TLDR; No sugar, no booze during February.
Originally I was going to call this one “A Sobering Experience”. But that doesn’t really apply anymore. It made sense when the challenge was going to be purely not a drop for 28 days, but that didn’t feel like as much of a challenge as it may have when I was 21 or 22. So I changed it up.
The plan now is more health focused and still includes the no alcohol* thing. Given that the very first day after the end of this month I’m going to be on my way to a tiny caribbean island, where the average high in February is 82+ and the average low is 75ish, I think we might have some time enjoying the beach. Coming from the land of below zero temperatures this winter that is going to feel amazing. I know there will be photos. It seems like I got a little sidetracked thinking about how blissful that will be, because I did. Circling back, with the foresight of knowing that this trip is fast approaching I want to make sure I’m in reasonably good shape. Of course I will carry over in some form my January challenge and continue going to the gym some number of times per week/month. Hopefully I will continue through completion of the onehundredpushups program that I’m kind of sort of doing on my own, with my own little twist. Kind of like when I cook things for the first time, that I’ve never eaten before, and instead of following the recipe to get a baseline I start changing it upfront. Again, I’m off track and rambling.

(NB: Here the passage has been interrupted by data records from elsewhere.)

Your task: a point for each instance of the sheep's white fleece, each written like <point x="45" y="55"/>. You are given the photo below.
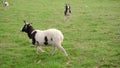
<point x="54" y="36"/>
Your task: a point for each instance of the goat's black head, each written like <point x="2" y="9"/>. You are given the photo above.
<point x="27" y="27"/>
<point x="67" y="10"/>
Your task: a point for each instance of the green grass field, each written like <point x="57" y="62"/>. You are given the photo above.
<point x="92" y="33"/>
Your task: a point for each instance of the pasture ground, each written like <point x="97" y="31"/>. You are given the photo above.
<point x="92" y="33"/>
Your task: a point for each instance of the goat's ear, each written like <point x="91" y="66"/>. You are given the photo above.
<point x="25" y="21"/>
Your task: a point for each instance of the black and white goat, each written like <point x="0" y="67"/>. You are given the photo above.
<point x="52" y="37"/>
<point x="67" y="10"/>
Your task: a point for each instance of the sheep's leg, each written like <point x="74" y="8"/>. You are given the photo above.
<point x="53" y="51"/>
<point x="37" y="49"/>
<point x="41" y="49"/>
<point x="62" y="49"/>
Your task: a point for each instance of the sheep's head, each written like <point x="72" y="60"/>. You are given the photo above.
<point x="26" y="27"/>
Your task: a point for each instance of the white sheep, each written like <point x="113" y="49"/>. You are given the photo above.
<point x="52" y="37"/>
<point x="5" y="4"/>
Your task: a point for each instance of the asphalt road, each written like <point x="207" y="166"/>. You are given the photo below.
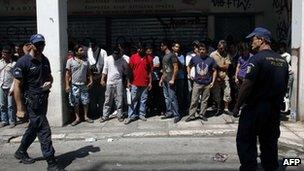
<point x="171" y="154"/>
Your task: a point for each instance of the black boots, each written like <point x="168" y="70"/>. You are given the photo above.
<point x="52" y="164"/>
<point x="23" y="157"/>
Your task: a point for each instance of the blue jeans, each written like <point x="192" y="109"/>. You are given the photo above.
<point x="7" y="107"/>
<point x="171" y="100"/>
<point x="138" y="94"/>
<point x="114" y="93"/>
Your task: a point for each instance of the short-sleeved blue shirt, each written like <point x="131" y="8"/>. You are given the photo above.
<point x="203" y="69"/>
<point x="269" y="72"/>
<point x="33" y="73"/>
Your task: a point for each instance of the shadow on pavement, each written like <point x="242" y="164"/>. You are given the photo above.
<point x="66" y="159"/>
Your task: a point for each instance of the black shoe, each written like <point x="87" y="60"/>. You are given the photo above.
<point x="127" y="121"/>
<point x="203" y="117"/>
<point x="166" y="117"/>
<point x="120" y="119"/>
<point x="142" y="118"/>
<point x="177" y="119"/>
<point x="103" y="119"/>
<point x="218" y="112"/>
<point x="52" y="164"/>
<point x="190" y="118"/>
<point x="23" y="157"/>
<point x="226" y="111"/>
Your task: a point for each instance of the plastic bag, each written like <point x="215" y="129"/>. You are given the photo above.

The main points though are going to be no alcohol* and no unnecessary sugar*. I do think it’s important to say “unnecessary sugar”. If something is branded “no sugar” and is made with sugar substitute then I’m not going to count that. Diet Coke is fine not that I can remember the last time I’ve purposely had one of those (without rum, which I won’t be having this month anyway). My new soda of choice, Zevia, made with stevia is fine also. Fruit? That’s ok too, it’s necessary. Caribou coffee drinks, at the least the ones I usually order, not ok. Creamer for coffee at the gas station is going to have to be of the unflavored variety. Donuts? No. I generally cook dinner most nights of the week and I don’t often use sugar. Lunch is typically leftovers so it shouldn’t be too difficult for me to accomplish this with just a little willpower and elbow grease.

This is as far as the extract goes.